Pulpit CommentaryVerse 22. - Hebrews. In the strictest sense those who still understood and spoke Aramaic, not Hellenists of the dispersion, who no longer knew the sacred language. (For the use of the word, see Acts 6:1; Philippians 3:4.) Israelites. Jews, not only by nation, but in heart and feeling (see John 1:48; Acts 2:22, etc.; Romans 9:4; Romans 11:1). The seed of Abraham. Alike literally and spiritually (see John 8:33-53; Romans 9:7; Romans 11:1). It may seem strange that St. Paul should have found it necessary to make this statement; but his Tarsian birth and Roman franchise may have led to whispered innuendoes which took form long afterwards in the wild calumny that he was a Gentile who had only got himself circumcised in order that he might marry the high priest's daughter (Epiphan., 'Haer.,' 30:16).

Ellicott's Commentary

Ellicott's Commentary for English Readers(22) Are they Hebrews?--This, then, was one of their boasts. They were Jews of Palestine, speaking Aramaic, reading the Law and Prophets in the original. He, they asserted, or implied, was a Hellenistic Jew (his birth at Tarsus naturally suggesting that thought), content to use the Greek version of the LXX., over which many of the more exclusive Hebrews mourned on an annual fast-day as a national degradation.
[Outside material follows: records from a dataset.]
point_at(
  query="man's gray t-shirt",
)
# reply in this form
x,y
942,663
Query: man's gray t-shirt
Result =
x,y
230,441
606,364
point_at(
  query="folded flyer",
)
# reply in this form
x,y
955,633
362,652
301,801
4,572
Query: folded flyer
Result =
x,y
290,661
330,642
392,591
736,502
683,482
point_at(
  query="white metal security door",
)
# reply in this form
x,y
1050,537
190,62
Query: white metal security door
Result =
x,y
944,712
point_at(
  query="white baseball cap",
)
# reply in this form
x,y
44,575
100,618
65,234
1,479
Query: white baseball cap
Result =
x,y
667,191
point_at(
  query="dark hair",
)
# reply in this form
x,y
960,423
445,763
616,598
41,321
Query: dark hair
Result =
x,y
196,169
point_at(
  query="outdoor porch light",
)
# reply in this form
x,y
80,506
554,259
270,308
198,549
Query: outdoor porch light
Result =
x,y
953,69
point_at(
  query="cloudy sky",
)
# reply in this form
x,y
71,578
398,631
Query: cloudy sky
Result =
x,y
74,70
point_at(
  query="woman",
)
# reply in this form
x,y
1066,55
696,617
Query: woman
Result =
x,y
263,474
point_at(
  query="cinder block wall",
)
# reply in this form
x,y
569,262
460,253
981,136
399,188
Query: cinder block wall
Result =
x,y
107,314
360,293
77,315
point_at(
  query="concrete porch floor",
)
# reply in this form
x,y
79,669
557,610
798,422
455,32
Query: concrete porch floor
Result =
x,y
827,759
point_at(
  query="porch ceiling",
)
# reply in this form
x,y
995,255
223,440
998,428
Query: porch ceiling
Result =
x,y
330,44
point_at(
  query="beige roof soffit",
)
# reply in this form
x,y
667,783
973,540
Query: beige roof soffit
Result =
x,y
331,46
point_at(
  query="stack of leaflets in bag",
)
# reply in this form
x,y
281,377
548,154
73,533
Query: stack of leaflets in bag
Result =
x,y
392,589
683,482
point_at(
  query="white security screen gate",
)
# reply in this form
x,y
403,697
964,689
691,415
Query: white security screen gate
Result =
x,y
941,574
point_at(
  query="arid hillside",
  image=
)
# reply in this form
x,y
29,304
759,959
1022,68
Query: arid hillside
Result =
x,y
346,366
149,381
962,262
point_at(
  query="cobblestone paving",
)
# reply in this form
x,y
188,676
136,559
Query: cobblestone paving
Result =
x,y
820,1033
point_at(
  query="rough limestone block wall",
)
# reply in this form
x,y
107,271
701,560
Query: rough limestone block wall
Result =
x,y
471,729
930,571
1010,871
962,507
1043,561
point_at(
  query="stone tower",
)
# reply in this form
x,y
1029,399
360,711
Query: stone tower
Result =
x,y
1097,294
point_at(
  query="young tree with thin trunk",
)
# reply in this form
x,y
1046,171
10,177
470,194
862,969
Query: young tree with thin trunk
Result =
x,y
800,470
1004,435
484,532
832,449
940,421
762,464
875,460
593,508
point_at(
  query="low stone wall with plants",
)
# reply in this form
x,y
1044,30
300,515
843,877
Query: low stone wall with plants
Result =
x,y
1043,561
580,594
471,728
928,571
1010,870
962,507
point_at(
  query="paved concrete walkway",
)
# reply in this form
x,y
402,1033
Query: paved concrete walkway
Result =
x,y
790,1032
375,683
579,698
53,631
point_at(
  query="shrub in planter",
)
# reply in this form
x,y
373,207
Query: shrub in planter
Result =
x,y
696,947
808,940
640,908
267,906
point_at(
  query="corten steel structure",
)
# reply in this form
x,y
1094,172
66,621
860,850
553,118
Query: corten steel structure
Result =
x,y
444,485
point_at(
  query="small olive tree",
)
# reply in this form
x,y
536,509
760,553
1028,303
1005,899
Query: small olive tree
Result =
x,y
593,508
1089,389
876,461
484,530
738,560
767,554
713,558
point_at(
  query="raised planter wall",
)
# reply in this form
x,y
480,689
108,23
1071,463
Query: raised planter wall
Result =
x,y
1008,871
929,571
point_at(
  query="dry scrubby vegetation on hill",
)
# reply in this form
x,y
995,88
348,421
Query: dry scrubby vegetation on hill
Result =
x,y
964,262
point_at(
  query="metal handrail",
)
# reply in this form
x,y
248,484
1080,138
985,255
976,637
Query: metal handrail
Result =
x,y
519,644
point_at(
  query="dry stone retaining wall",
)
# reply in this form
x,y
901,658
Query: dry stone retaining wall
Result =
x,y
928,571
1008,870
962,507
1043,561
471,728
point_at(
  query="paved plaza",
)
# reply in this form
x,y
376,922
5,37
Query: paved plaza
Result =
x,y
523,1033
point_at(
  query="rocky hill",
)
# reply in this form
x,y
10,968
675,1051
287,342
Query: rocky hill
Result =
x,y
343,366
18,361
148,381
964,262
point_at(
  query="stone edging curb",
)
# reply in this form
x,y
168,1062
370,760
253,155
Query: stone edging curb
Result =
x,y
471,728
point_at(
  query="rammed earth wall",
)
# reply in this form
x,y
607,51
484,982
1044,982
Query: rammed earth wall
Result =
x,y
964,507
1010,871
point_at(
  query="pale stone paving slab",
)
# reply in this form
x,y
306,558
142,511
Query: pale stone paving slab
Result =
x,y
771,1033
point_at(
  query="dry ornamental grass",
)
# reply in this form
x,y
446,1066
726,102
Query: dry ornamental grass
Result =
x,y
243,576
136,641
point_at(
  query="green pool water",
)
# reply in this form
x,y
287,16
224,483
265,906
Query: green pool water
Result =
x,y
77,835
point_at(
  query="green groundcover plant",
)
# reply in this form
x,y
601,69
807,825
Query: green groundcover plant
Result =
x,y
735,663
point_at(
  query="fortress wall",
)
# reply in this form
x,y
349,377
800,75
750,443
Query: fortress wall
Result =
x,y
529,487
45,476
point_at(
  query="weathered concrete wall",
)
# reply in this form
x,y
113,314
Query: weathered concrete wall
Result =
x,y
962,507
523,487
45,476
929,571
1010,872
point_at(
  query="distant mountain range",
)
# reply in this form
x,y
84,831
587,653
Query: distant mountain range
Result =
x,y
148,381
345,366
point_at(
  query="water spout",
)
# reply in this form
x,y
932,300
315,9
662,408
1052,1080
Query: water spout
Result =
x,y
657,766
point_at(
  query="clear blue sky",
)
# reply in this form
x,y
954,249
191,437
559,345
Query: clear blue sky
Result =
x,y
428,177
St. Paul's answer is, that he too was a Hebrew; or, as he puts it in Philippians 3:5, "a Hebrew born of Hebrews." What he means is obviously that his parents were Jews of Palestine, and that the accident of his birth in Tarsus had not annulled his claim to that nationality. As a matter of fact it made him able to unite things that were commonly looked on as incompatible, and to be both a Hebrew and a Hellenist.Are they Israelites? . . .--The words imply another insinuation. They whispered doubts whether he had any right to call himself an Israelite at all. Had he a drop of Abraham's blood flowing in his veins? Might he not, after all, be but the grandson of a proselyte, upon whom there rested the stigma which, according to a Jewish proverb, was not effaced till the twenty-fourth generation? Did not this account for his heathen sympathies? Strange as the thought may seem to us, the calumny survived, and the later Ebionites asserted (Epiphanius, Haer. xxx. 16) that he was a Gentile by birth, who had only accepted circumcision that he might marry the high priest's daughter. The kind of climax which the verse presents points not only to three claims to honour on their part, for in that case the first would include both the second and the third, and the climax would have little meaning, but to successive denials that he possessed any of the three. Jerome, strangely enough (Cat. Vir. Illust. c. 5), asserts that St. Paul was a Galilean, born at Gischala; but this, though it may possibly point to a tradition as to the home of his parents, can hardly be allowed to outweigh his own positive statement (Acts 22:3).